# what to strain the must with ???



## xcaret (Sep 25, 2012)

I made pineapple ,cranberry, and a mixture of peach,apricot,and apple wine so far ,and have always made a huge mess pouring ,or straining the fermented must . I used pillowcases , but they busted open when I wrung them out. My seive plugs up ,and I dont know of anything else to try. 
What do you on this forum use?? 
Neil


----------



## Deezil (Sep 25, 2012)

Once you get anything really pulpy out, its really down to isolating the sediment & carefully racking off... This is where you learn to anticipate your losses & compensate in the beginning by making just a little extra

Like right now, i have a pear wine i'm working with... 3, 1-gallon jugs, and each jug is half-full of pear pulp that is finer than apple sauce.. Later tonight, i'm going to rack the crystal clear pear wine from the upper halves and get all the fine pulp into 1 of the 1-gallons & let it settle some more.. 

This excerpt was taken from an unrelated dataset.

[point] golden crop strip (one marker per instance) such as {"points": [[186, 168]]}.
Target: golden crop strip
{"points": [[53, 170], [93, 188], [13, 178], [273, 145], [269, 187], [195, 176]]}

In the end, you end up losing some but the more patiene you have, the less you lose

For the pulpy stuff, a lot of people use paint straining bags you can find at lowes or home depot.. Some people use nylon stockings / pantyhose.. Just depends on what type of fruit / how much fruit you're working with


----------



## xcaret (Sep 26, 2012)

I never thought of those things ( didn't know there even were paint strainer bags ) I'll check Lowes today ,...I remember now !! I used nylons once before , I remember explaining to the lady at Walmart why I was buying them. I guess I blanked the experience out of my mind ,ha.


----------



## robie (Sep 26, 2012)

Yes, the 5 gallon or 1 gallon paint strainer bags at Home Depot or any paint store are nylon and work well. Even they stop up quickly, so you should have 4 or 5 for a 5 gallon batch of wine. Be sure to sanitize them before use.


----------